The parties to the Statute constitute the Assembly that oversees the court. Sixty signatories were necessary to bring the Statute into effect. Among the current signers, many of the world's middle-sized countries are represented, principally from Europe, plus Australia and New Zealand. However, none of the world's large countries have ratified the Statute, except for Brazil and Nigeria. We should remember that the count of sovereign entities in the early 21st century runs to nearly 200. Most of them have populations smaller than that of a middle-sized Asian city. In other words, most of the members of the Assembly represent "rotten boroughs."

The UN Secretary General has some administrative functions with regard to the Court. The Statute contemplates that the Assembly can meet at the UN Headquarters in New York, annually or more often if necessary. The drafters apparently contemplated that the Assembly of the Court would eventually become coincident with the UN General Assembly. (Israel has ratified the Statute, by the way, perhaps in the hope that its membership in the Court's Assembly will redress its second-class status in the UN.)

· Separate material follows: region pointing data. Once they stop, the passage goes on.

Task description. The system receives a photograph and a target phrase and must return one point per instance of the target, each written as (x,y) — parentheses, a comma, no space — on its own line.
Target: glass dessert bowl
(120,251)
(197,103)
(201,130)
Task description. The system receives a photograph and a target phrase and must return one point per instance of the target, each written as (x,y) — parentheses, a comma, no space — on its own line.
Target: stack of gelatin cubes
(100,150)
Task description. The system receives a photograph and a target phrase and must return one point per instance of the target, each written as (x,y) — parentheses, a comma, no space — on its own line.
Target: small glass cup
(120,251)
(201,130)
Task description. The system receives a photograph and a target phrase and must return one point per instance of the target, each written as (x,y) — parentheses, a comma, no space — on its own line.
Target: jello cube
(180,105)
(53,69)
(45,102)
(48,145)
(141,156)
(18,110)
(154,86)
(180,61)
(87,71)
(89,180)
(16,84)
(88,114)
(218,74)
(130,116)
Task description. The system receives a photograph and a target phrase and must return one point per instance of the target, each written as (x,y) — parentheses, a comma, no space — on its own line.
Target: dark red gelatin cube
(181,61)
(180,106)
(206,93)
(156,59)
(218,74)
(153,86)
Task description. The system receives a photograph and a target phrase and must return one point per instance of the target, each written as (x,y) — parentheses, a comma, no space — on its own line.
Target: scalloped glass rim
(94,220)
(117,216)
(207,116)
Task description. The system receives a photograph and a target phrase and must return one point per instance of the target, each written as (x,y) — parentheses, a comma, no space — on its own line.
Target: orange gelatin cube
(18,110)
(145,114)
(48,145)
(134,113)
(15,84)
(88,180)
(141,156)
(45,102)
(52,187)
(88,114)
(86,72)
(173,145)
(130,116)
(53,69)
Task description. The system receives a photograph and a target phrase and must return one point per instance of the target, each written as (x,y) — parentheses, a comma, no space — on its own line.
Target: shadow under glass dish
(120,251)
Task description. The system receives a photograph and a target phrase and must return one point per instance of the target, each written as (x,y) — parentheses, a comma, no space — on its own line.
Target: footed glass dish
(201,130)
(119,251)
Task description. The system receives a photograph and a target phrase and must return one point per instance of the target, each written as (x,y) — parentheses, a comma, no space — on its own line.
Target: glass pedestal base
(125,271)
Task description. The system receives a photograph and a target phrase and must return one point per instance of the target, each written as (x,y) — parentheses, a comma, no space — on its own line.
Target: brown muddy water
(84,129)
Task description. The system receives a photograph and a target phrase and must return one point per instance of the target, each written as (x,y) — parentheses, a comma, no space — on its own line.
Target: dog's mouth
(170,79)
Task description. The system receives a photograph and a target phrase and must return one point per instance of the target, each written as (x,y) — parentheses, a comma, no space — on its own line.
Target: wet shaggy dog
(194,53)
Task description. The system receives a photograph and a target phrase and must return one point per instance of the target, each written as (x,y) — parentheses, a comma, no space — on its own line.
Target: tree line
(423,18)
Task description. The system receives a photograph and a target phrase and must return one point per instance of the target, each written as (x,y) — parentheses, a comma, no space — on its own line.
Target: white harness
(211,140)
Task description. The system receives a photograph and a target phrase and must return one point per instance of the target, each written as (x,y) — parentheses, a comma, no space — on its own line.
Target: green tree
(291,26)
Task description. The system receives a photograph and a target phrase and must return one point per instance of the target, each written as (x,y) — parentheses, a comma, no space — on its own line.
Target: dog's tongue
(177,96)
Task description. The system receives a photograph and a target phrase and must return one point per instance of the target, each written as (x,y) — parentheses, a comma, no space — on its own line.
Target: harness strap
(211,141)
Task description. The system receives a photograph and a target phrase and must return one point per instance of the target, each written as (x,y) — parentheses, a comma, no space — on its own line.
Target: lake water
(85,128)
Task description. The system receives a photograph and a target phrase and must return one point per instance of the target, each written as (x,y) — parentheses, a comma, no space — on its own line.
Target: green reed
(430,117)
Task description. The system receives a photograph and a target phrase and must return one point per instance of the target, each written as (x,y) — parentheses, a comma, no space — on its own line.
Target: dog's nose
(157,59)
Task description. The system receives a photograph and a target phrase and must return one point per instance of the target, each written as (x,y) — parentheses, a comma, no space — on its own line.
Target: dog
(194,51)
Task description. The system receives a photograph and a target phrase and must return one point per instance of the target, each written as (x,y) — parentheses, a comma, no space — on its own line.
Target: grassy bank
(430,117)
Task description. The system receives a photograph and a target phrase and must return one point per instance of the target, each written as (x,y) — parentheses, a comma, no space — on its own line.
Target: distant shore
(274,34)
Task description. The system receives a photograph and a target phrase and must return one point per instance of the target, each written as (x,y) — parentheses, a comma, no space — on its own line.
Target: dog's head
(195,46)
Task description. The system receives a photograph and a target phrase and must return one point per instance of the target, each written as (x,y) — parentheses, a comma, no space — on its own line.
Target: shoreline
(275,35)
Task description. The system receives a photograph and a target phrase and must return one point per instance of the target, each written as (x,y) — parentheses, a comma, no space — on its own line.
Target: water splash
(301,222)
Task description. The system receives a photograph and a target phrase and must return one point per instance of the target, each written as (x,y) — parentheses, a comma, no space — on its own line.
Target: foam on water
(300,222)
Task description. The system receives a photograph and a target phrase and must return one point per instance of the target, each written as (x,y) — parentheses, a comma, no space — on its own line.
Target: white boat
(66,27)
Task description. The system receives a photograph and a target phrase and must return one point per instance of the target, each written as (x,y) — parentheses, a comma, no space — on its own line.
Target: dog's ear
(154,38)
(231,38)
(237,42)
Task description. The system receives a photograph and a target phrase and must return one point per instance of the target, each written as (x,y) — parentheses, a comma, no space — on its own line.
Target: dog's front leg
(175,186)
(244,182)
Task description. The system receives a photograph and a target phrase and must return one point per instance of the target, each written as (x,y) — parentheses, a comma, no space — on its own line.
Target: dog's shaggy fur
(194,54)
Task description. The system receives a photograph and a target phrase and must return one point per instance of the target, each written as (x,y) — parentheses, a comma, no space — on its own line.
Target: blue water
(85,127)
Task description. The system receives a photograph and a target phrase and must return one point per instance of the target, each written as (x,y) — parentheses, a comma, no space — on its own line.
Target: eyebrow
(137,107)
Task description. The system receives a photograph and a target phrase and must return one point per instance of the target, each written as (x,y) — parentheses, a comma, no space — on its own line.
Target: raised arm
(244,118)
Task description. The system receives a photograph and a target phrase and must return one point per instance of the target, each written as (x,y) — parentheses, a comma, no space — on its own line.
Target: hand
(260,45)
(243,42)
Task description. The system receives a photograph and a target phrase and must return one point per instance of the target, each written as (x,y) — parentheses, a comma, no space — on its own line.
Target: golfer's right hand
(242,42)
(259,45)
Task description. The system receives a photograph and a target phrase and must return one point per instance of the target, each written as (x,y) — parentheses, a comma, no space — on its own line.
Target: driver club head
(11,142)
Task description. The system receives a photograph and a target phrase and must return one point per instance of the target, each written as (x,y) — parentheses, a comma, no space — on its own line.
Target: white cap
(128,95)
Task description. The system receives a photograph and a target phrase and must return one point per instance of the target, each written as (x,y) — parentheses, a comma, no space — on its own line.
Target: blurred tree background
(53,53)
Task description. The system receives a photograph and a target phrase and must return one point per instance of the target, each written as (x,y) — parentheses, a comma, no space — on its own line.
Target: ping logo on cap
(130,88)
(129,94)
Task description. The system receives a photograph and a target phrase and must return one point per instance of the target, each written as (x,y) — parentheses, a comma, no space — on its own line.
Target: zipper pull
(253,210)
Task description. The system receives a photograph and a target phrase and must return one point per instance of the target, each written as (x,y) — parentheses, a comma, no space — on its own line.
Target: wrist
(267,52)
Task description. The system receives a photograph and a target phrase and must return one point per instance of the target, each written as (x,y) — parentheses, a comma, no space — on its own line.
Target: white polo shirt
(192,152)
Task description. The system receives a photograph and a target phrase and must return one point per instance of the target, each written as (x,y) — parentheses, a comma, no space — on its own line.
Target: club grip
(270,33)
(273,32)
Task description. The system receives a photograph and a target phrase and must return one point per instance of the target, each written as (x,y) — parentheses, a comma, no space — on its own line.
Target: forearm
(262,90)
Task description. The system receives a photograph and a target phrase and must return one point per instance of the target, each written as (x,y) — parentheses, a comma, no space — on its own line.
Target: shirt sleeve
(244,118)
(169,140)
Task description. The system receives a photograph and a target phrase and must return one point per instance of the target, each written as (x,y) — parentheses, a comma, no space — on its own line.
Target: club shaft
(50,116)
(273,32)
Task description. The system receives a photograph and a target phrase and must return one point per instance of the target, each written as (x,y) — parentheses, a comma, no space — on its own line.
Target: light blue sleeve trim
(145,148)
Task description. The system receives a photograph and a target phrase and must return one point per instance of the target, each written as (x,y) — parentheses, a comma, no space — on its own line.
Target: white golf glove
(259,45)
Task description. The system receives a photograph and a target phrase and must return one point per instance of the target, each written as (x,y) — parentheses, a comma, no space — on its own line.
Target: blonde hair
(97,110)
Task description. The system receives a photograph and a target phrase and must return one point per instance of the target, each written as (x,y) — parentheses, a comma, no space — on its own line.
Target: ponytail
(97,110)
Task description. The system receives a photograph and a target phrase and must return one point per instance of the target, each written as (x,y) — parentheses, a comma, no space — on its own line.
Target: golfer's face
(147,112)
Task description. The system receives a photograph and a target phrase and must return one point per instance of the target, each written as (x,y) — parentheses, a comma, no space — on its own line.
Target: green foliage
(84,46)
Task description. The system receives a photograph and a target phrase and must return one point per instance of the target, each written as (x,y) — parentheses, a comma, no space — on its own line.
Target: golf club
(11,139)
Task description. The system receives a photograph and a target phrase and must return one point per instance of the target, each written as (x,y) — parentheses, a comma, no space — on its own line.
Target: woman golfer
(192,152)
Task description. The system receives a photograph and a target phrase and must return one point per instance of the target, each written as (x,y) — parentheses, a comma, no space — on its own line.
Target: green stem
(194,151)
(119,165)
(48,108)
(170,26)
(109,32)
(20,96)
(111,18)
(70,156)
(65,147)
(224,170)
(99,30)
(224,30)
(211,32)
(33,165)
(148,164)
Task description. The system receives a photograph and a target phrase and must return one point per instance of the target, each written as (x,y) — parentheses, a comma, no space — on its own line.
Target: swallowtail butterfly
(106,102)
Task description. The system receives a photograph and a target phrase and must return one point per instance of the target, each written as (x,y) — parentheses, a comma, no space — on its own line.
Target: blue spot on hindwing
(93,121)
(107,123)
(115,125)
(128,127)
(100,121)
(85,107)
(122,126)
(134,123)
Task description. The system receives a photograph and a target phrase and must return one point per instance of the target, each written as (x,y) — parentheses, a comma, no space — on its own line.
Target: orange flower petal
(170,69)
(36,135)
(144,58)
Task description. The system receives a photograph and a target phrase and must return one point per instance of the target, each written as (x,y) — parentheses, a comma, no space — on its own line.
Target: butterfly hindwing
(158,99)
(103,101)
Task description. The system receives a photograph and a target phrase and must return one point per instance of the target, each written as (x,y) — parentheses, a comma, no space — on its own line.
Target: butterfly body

Most important changes to the Statute, including modification of its criminal law and the Court's structure, require a two-thirds majority in the Court's Assembly. In effect, the Assembly is a parliament empowered to legislate some features of international law. This would be new, if anyone takes it seriously

As for the law and the procedure of the Court, there are few points that would strike a Common Law jurist as extraordinary. In fact, with its attention to questions like burden of proof and self-incrimination, the Statute seems designed to mollify Anglo-Saxon misgivings. There are some eccentricities. For instance, double jeopardy seems to apply in full force only to decisions of the Court itself. Judgments by national courts can be reviewed by the International Court, to see whether international law was applied adequately. Moreover, the Court's Prosecutor can appeal an acquittal from the Court's trial division to its appellate division, even on matters of fact. This is only to be expected in a system without jury trials; judges in Common Law countries are far more willing to second guess other judges than they are juries.

From what I know of the subject, the Statute gives a reasonable statement of the principles of international law in the areas within its purview. To the extent there is any innovation, the Statute is fair about it; the Court's jurisdiction covers only acts committed after the Statue came into effect at the beginning of this month. Of course, as I have noted, the Statute does put international law up for grabs in a novel way.

Reading the Statute does not answer the question: what is this? The idea of a criminal court without a police force is ludicrous. The Statute makes ordinary statecraft impossible. Although the Prosecutor has some discretion about whether to bring a case or not, his discretion is defined with regard for the personal situations of the victims and the alleged perpetrators. The Statute revokes the traditional principle of sovereign immunity, but nowhere did the drafters make the tiniest acknowledgment that prosecuting heads of state and military personnel is unlike prosecuting domestic defendants. There is a provision allowing the Security Council to order the Prosecutor to defer a trial or investigation for a year, but that does not remedy the basic problem. One simply does not arrest a head of state, one negotiates with him. Failing that, one makes war on him. For the Court to do any good, it must be subordinate to some executive body capable of conducting politics and diplomacy.

The UN Security Council would serve nicely as the responsible executive, and in fact that is what the United States has been insisting on all along. Without some such mechanism, international law will be set at odds with international order. The Court and its Statute as currently constituted should be ignored to death.